I repeatedly had the issue that the system became completely unresponsive for significant amounts of time (>1 hour), effectively taking down the server. The raid keeps the troubling disk in the array, sometimes starting a rebuild. I've had the same issue on three separate machines (same setup).
Is there a simple way to prevent such down times? The failing disk itself does not bother me that much (they all have been running non-stop for a few years), but the resulting down time does bother me. I was under the impression that raid 1 would keep the system going even when one hard disk is failing. It would be perfectly fine if the raid controller would just kick the disk from the array and the system would keep working. Even better would be if it tried to work out the issues in the background, without freezing. Some performance degragation would also be no issue as long as the system stays operable.
Here's a sample log entry from such an event:
Nov 14 14:00:10 xxxx kernel: [2137088.775542] ata2.00: exception Emask 0x0 SAct 0x0 SErr 0x0 action 0x0
Nov 14 14:00:10 xxxx kernel: [2137088.788591] ata2.00: irq_stat 0x40000001
Nov 14 14:00:10 xxxx kernel: [2137088.801879] ata2.00: failed command: READ DMA EXT
Nov 14 14:00:10 xxxx kernel: [2137088.814988] ata2.00: cmd 25/00:80:d1:b9:89/00:00:16:00:00/e0 tag 0 dma 65536 in
Nov 14 14:00:10 xxxx kernel: [2137088.814991] res 51/40:00:d3:b9:89/00:00:16:00:00/e0 Emask 0x9 (media error)
Nov 14 14:00:10 xxxx kernel: [2137088.867197] ata2.00: status: { DRDY ERR }
Nov 14 14:00:10 xxxx kernel: [2137088.880205] ata2.00: error: { UNC }
Nov 14 14:00:10 xxxx kernel: [2137088.906336] ata2.00: configured for UDMA/133
Nov 14 14:00:10 xxxx kernel: [2137088.906345] sd 1:0:0:0: [sdb] Unhandled sense code
Nov 14 14:00:10 xxxx kernel: [2137088.906347] sd 1:0:0:0: [sdb] Result: hostbyte=DID_OK driverbyte=DRIVER_SENSE
Nov 14 14:00:10 xxxx kernel: [2137088.906351] sd 1:0:0:0: [sdb] Sense Key : Medium Error [current] [descriptor]

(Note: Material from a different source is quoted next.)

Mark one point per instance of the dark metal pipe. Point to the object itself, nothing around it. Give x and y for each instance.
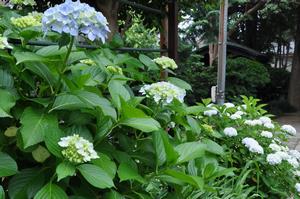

Nov 14 14:00:10 xxxx kernel: [2137088.906356] Descriptor sense data with sense descriptors (in hex):
Nov 14 14:00:10 xxxx kernel: [2137088.906358] 72 03 11 04 00 00 00 0c 00 0a 80 00 00 00 00 00
Nov 14 14:00:10 xxxx kernel: [2137088.906367] 16 89 b9 d3
Nov 14 14:00:10 xxxx kernel: [2137088.906371] sd 1:0:0:0: [sdb] Add. Sense: Unrecovered read error - auto reallocate failed
Nov 14 14:00:10 xxxx kernel: [2137088.906376] sd 1:0:0:0: [sdb] CDB: Read(10): 28 00 16 89 b9 d1 00 00 80 00
Nov 14 14:00:10 xxxx kernel: [2137088.906385] end_request: I/O error, dev sdb, sector 378124755
Nov 14 14:00:10 xxxx kernel: [2137088.919172] ata2: EH complete
This is the raid setup (cat /proc/mdstat):
Personalities : [raid0] [raid1] [raid6] [raid5] [raid4] [raid10] [linear] [multipath]
md2 : active raid1 sda3[0] sdb3[1]
726266432 blocks [2/2] [UU]
md1 : active raid1 sdb2[1] sda2[0]
2104448 blocks [2/2] [UU]
md0 : active raid1 sdb1[1] sda1[0]
4200896 blocks [2/2] [UU]
unused devices: <none>
Thanks a lot in advance!
You're using software RAID. You don't have a "RAID controller" to "kick the disk from the array". Instead, you've got the kernel managing the ATA controllers, and when the disks don't respond (because they're having media errors, in this case) the kernel waits. This type of situation doesn't always create visible symptoms, but it certainly can.
The simple thing to do is use a hardware RAID controller. Even then, there's always still a chance that oddball edge-case failures could create a visible symptom but it's a lot less likely. A real hardware RAID controller will stand a much better chance of keeping the machine responsive even in the face of media errors.